Diversity Talk: Emphasizing the value of school course requirement

By Katie Vloet
U-M Law

A requirement that undergraduate students in the University of Michigan’s College of Literature, Science and the Arts take a course that addresses issues arising from racial or ethnic intolerance has deep historical roots, according to Angela D. Dillard, associate dean for undergraduate education, who spoke at a recent Law School Diversity Talk.

The requirement grew out of student-led protests by the Black Action Movement (BAM) III and United Coalition Against Racism (UCAR) in the late 1980s, said Dillard, also the Earl Lewis Collegiate Professor of Afroamerican and African Studies and in the Residential College.

Members of the two organizations blocked the Fleming Administration Building to protest a series of events on campus that they considered to be racist, to demand an increase in black enrollment and the number of black faculty members, and to insist on changes to the curriculum.

The protests led to LSA faculty in 1990 approving the addition of a race and ethnicity (R&E) requirement.

UCAR “applauded the sincerity of the faculty” but did not support the proposal, Dillard said, which they believed did not go far enough.

Dillard pointed out that protests on campuses this year, such as those at the University of Missouri, mirror some of what happened at the University of Michigan some 25 years ago.
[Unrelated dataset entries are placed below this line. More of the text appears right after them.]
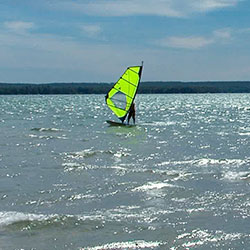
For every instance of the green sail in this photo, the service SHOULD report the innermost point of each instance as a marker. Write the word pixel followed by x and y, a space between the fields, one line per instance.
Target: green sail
pixel 122 94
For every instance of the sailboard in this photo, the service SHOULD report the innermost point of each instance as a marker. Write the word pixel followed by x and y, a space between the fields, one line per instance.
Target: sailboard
pixel 121 96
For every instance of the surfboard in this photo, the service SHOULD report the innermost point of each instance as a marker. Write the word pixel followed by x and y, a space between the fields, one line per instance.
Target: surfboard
pixel 112 123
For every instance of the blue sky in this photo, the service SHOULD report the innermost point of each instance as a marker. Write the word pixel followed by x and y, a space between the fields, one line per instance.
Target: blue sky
pixel 95 40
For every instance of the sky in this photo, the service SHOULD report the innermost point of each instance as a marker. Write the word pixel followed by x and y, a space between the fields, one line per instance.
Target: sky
pixel 43 41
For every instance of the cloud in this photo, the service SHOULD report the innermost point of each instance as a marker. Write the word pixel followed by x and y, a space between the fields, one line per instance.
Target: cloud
pixel 194 42
pixel 170 8
pixel 18 26
pixel 223 34
pixel 91 30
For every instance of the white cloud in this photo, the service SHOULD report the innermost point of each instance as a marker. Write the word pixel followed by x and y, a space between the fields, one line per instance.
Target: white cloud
pixel 209 5
pixel 170 8
pixel 18 26
pixel 223 34
pixel 194 42
pixel 91 30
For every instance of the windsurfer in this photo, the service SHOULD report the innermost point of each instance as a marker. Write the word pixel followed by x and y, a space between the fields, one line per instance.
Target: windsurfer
pixel 131 113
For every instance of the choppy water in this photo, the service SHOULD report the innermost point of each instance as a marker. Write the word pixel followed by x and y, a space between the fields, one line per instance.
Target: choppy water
pixel 180 179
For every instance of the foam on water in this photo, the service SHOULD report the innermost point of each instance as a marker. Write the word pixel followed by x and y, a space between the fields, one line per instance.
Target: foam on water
pixel 138 244
pixel 177 180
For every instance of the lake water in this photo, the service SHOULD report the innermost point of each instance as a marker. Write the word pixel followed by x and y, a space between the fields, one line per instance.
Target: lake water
pixel 180 179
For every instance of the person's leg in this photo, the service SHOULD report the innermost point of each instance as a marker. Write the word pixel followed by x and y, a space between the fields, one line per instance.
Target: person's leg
pixel 129 116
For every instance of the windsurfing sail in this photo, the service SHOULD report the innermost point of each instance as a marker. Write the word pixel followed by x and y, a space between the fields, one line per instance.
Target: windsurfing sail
pixel 121 96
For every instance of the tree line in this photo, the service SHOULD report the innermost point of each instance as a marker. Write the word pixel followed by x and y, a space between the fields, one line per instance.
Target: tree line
pixel 159 87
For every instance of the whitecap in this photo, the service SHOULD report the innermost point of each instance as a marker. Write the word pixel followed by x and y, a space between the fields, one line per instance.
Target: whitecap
pixel 152 186
pixel 234 176
pixel 138 244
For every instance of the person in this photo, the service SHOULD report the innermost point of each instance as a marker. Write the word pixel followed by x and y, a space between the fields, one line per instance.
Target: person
pixel 131 113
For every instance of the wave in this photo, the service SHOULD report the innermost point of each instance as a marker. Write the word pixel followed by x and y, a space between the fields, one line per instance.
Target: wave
pixel 207 162
pixel 137 244
pixel 25 221
pixel 47 137
pixel 201 238
pixel 234 176
pixel 46 129
pixel 87 153
pixel 153 186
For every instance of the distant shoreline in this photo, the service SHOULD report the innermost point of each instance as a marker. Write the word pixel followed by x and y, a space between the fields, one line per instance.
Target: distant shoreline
pixel 150 87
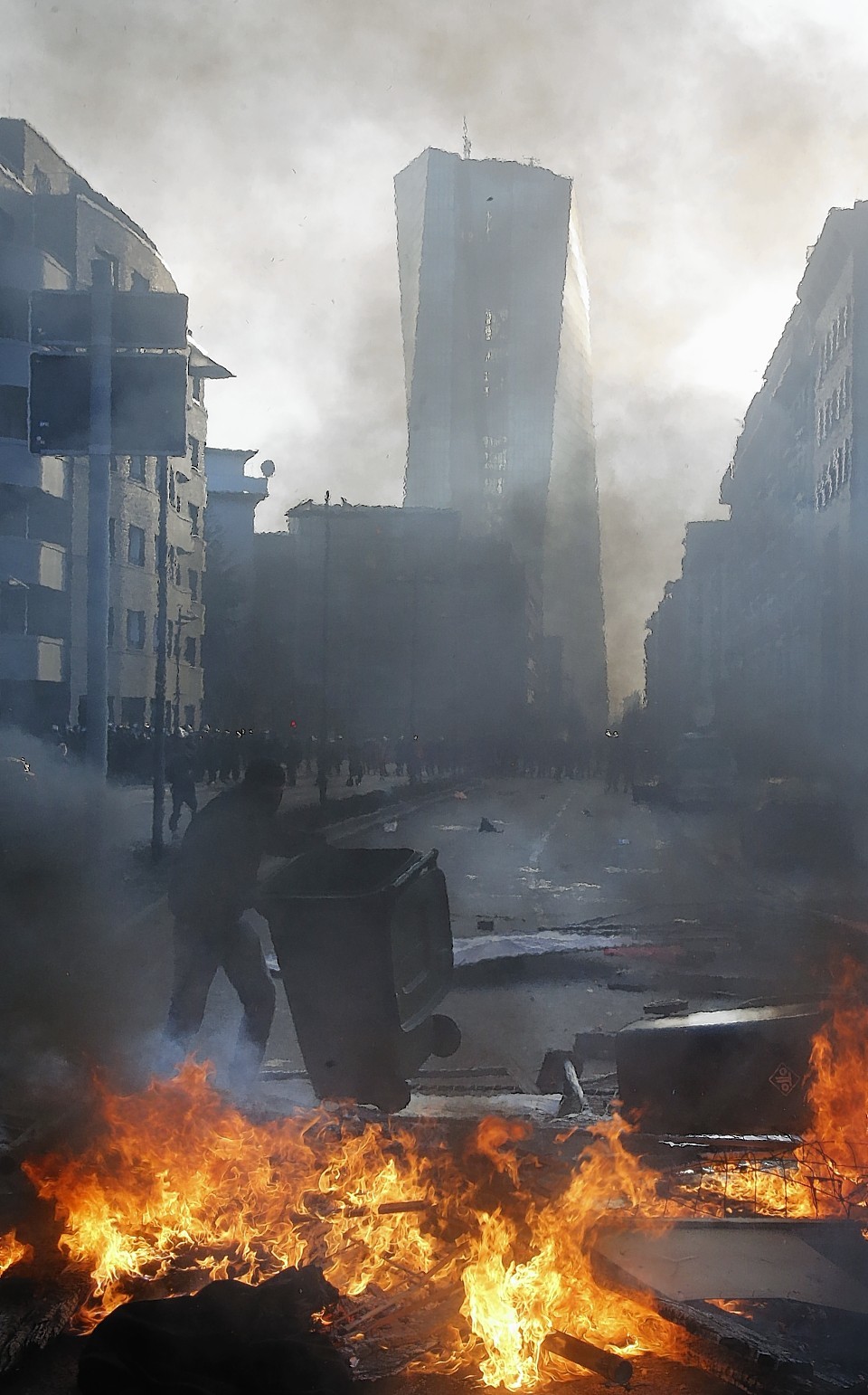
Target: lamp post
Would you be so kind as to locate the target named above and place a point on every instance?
(183, 620)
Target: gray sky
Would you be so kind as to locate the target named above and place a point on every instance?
(257, 141)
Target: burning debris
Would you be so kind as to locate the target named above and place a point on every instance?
(446, 1257)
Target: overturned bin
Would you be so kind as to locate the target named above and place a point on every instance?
(363, 944)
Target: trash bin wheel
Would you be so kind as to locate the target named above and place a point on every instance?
(446, 1035)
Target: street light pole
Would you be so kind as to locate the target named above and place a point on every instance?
(324, 715)
(183, 620)
(159, 681)
(99, 480)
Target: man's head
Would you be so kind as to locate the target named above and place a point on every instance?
(264, 782)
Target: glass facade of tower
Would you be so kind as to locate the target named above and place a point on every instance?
(497, 368)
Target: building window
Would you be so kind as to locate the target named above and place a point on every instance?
(13, 609)
(133, 712)
(136, 630)
(13, 517)
(13, 413)
(14, 310)
(112, 261)
(136, 546)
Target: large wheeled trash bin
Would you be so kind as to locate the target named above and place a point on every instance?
(363, 937)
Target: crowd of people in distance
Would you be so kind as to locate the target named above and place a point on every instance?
(218, 758)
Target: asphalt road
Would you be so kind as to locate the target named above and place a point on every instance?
(665, 901)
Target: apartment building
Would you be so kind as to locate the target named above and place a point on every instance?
(53, 226)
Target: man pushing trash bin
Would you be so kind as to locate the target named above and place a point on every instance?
(212, 883)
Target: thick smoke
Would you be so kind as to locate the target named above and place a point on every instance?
(85, 990)
(257, 144)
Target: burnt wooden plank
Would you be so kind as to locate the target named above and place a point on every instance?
(33, 1310)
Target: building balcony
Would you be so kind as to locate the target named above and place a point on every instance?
(14, 363)
(31, 471)
(33, 563)
(179, 530)
(31, 659)
(28, 268)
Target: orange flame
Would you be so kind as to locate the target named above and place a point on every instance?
(13, 1251)
(180, 1186)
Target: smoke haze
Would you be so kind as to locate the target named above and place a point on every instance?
(257, 144)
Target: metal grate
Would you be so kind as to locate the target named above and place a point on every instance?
(752, 1184)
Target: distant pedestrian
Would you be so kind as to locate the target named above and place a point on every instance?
(212, 883)
(182, 774)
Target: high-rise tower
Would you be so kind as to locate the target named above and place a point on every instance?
(497, 370)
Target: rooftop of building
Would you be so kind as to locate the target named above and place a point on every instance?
(527, 166)
(226, 471)
(21, 151)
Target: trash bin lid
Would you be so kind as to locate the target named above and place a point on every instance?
(340, 874)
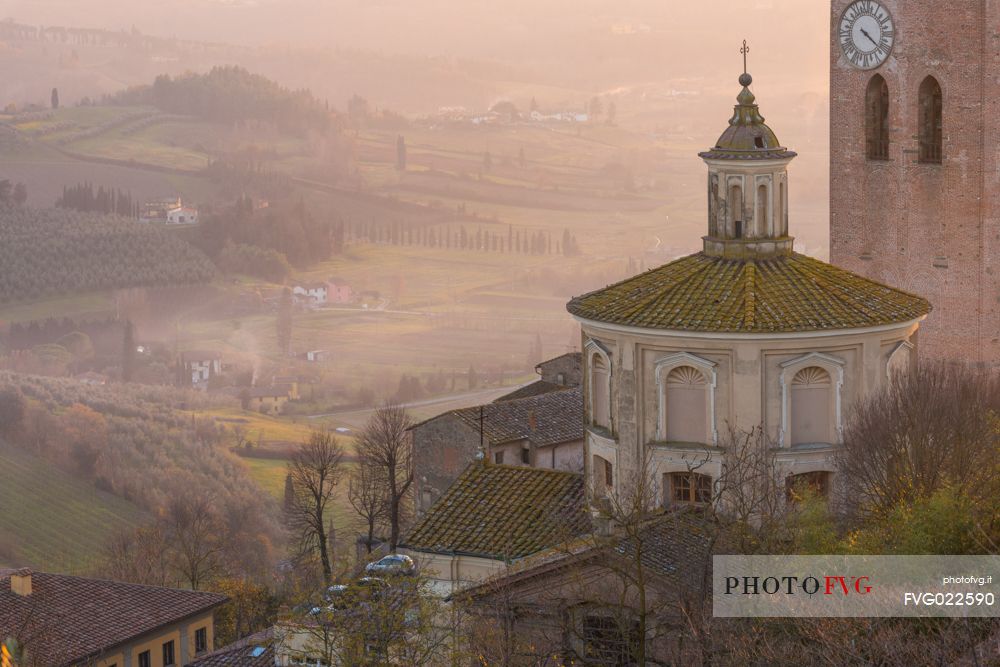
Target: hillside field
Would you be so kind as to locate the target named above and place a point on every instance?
(52, 520)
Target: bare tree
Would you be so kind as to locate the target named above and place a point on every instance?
(367, 492)
(386, 446)
(194, 534)
(138, 556)
(316, 470)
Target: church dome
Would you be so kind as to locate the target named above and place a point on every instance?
(747, 137)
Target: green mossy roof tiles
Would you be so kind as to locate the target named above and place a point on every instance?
(788, 293)
(503, 512)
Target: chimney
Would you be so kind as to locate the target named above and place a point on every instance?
(20, 582)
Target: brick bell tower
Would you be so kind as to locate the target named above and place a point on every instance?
(915, 161)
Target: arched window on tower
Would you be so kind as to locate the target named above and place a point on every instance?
(931, 108)
(600, 389)
(811, 406)
(686, 408)
(761, 226)
(781, 214)
(735, 208)
(877, 119)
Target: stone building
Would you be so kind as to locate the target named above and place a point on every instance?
(65, 621)
(543, 431)
(745, 334)
(914, 161)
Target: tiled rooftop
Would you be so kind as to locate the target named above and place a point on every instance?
(783, 294)
(675, 546)
(536, 388)
(503, 512)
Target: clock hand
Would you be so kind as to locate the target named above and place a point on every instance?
(865, 33)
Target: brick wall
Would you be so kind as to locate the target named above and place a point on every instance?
(929, 229)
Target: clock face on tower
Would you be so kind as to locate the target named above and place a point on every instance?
(866, 33)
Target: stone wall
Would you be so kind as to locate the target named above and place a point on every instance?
(926, 228)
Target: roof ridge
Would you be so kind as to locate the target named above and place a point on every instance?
(4, 574)
(749, 296)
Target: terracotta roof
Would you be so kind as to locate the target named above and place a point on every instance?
(781, 294)
(503, 512)
(74, 617)
(544, 420)
(747, 137)
(200, 355)
(257, 650)
(670, 543)
(536, 388)
(676, 546)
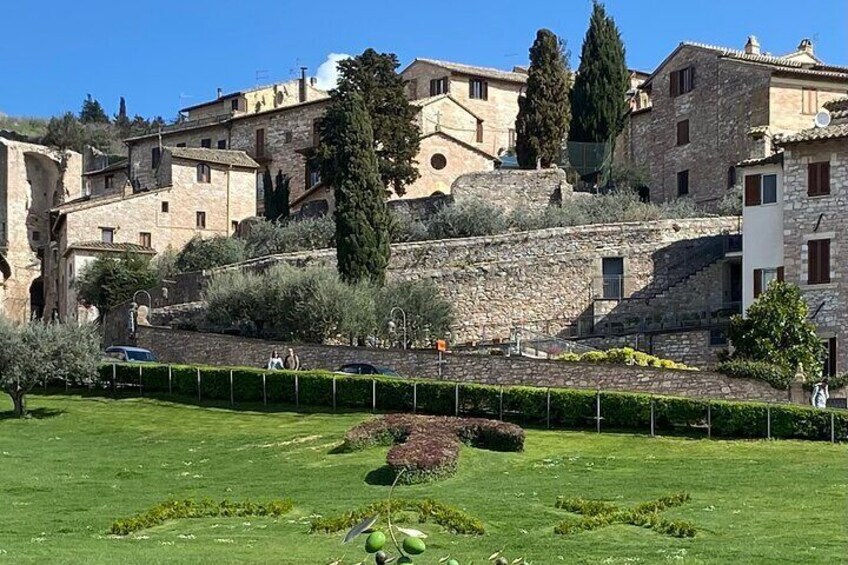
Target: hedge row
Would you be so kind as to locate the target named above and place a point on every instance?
(556, 408)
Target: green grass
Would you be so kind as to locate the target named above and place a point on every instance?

“It’s not surprising that … the students at Missouri are calling for something that sounds an awful lot like a race and ethnicity degree requirement,” she said.

Dillard added that the requirement should be a point of pride for the University of Michigan.

“For the last decade on this campus, we’ve been a little embarrassed about this requirement,” Dillard said. “We should be all in, with both feet.”

Responding to a question about other types of diversity in the classroom, Dillard said intellectual and ideological diversity “are very important. We should all take it seriously. … But I think it is a separate concern from this … and we confuse the issues at our peril.”

Dillard said she hopes that options for students to complete the degree requirement can be expanded in the future, perhaps to other colleges and schools within the university.

If she had a blank check, Dillard said “I’d think more expansively about this degree requirement” — in study abroad, in the Natural Sciences, in community-based learning courses and elsewhere in the curriculum.

The talk was the third in a series of diversity conversations at Michigan Law this semester.